In United States v. Walker, 66 M.J. 721 (N-M. Ct. Crim. App. 2008), NMCCA reversed a premeditated murder conviction and death sentence because the military judge erroneously denied a defense continuance request.  On Thursday, in this unpublished opinion, ACCA set aside an officer’s conviction and sentence because the military judge erroneously denied a continuance request.  United States v. Fiorito, No. ARMY 20080535 (A. Ct. Crim. App. March 3, 2011).  Senior Judge Conn wrote for a unanimous panel. 

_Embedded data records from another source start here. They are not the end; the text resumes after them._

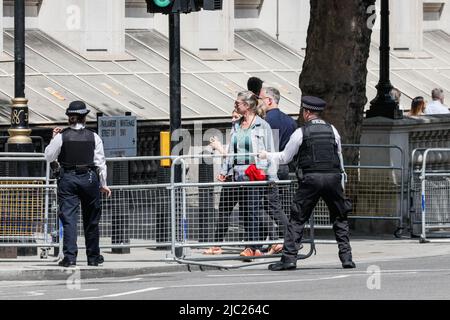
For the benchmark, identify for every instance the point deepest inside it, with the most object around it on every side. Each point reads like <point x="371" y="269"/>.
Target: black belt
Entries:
<point x="78" y="169"/>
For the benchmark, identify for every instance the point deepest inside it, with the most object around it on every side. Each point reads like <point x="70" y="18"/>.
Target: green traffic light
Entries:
<point x="162" y="3"/>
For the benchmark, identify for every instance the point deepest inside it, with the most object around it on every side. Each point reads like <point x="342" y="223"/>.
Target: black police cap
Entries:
<point x="254" y="85"/>
<point x="77" y="107"/>
<point x="313" y="103"/>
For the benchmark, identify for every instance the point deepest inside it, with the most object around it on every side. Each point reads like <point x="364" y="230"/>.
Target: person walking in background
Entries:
<point x="80" y="154"/>
<point x="282" y="128"/>
<point x="320" y="165"/>
<point x="395" y="95"/>
<point x="254" y="84"/>
<point x="226" y="195"/>
<point x="251" y="134"/>
<point x="437" y="105"/>
<point x="417" y="107"/>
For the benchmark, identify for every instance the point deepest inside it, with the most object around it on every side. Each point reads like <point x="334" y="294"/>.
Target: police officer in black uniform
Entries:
<point x="320" y="167"/>
<point x="80" y="154"/>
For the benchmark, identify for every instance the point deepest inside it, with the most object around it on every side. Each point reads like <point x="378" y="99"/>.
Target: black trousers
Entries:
<point x="274" y="204"/>
<point x="249" y="200"/>
<point x="311" y="188"/>
<point x="74" y="188"/>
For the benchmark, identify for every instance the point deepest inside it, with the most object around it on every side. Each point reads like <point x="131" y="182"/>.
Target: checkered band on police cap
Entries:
<point x="313" y="103"/>
<point x="77" y="107"/>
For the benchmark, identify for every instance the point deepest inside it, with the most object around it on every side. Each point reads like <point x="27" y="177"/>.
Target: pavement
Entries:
<point x="150" y="260"/>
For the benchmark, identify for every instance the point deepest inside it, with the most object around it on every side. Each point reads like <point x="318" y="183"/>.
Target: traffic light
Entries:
<point x="183" y="6"/>
<point x="212" y="4"/>
<point x="160" y="6"/>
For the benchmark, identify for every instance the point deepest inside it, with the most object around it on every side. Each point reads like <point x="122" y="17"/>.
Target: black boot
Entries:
<point x="280" y="266"/>
<point x="348" y="264"/>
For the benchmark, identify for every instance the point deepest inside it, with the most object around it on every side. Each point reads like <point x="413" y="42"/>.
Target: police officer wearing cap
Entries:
<point x="318" y="146"/>
<point x="80" y="154"/>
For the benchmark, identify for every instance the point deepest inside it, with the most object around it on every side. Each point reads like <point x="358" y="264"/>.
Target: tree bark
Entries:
<point x="334" y="69"/>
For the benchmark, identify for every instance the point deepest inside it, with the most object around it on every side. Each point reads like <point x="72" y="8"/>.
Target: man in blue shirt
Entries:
<point x="282" y="127"/>
<point x="277" y="119"/>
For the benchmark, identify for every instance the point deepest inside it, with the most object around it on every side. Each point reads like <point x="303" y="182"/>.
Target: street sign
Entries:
<point x="119" y="135"/>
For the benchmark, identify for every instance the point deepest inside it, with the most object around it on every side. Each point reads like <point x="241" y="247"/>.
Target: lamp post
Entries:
<point x="383" y="105"/>
<point x="19" y="132"/>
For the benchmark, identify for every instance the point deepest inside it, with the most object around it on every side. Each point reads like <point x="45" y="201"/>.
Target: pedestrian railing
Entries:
<point x="230" y="215"/>
<point x="27" y="201"/>
<point x="187" y="216"/>
<point x="430" y="193"/>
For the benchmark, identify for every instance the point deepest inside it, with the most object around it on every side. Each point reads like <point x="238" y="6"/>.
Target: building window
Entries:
<point x="432" y="11"/>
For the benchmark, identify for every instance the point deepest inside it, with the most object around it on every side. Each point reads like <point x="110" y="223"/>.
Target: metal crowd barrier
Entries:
<point x="27" y="202"/>
<point x="430" y="193"/>
<point x="136" y="215"/>
<point x="377" y="191"/>
<point x="196" y="218"/>
<point x="182" y="215"/>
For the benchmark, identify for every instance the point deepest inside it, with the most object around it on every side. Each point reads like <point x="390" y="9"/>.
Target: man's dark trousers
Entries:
<point x="311" y="188"/>
<point x="274" y="200"/>
<point x="74" y="188"/>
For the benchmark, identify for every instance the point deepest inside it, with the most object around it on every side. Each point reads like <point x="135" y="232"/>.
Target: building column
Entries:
<point x="94" y="29"/>
<point x="406" y="22"/>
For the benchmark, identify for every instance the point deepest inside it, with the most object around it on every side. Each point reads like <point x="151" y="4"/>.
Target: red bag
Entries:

The opinion suggests a growing level of animosity directed by the military judge toward First Lieutenant Fiorito’s civilian defense counsel.  The military judge ultimately denied a series of continuance requests by the civilian defense counsel.  The military judge then denied a continuance request by the accused’s IMC, who had been on the case just a little more than two weeks when it was tried with the IMC apparently acting as the accused’s sole defense counsel.  ACCA held that the military judge abused his discretion by denying a continuance request from the IMC, who clearly had an inadquate opportunity to prepare for trial through no fault of his own.  ACCA concluded:

[W]e are compelled to conclude the military judge predicated his ruling on the facts and circumstances presented by the CDC, rather than weighing and considering those pertaining to [the IMC].  This was patently evident by his failure to make any essential findings of fact required by R.C.M. 905(d) in support of his ruling to deny [the IMC] the continuance he requested.  Consequently, the facts compellingly demonstrate that the military judge abused his discretion in forcing an unprepared counsel to proceed to trial, thereby prejudicing appellant’s material rights. 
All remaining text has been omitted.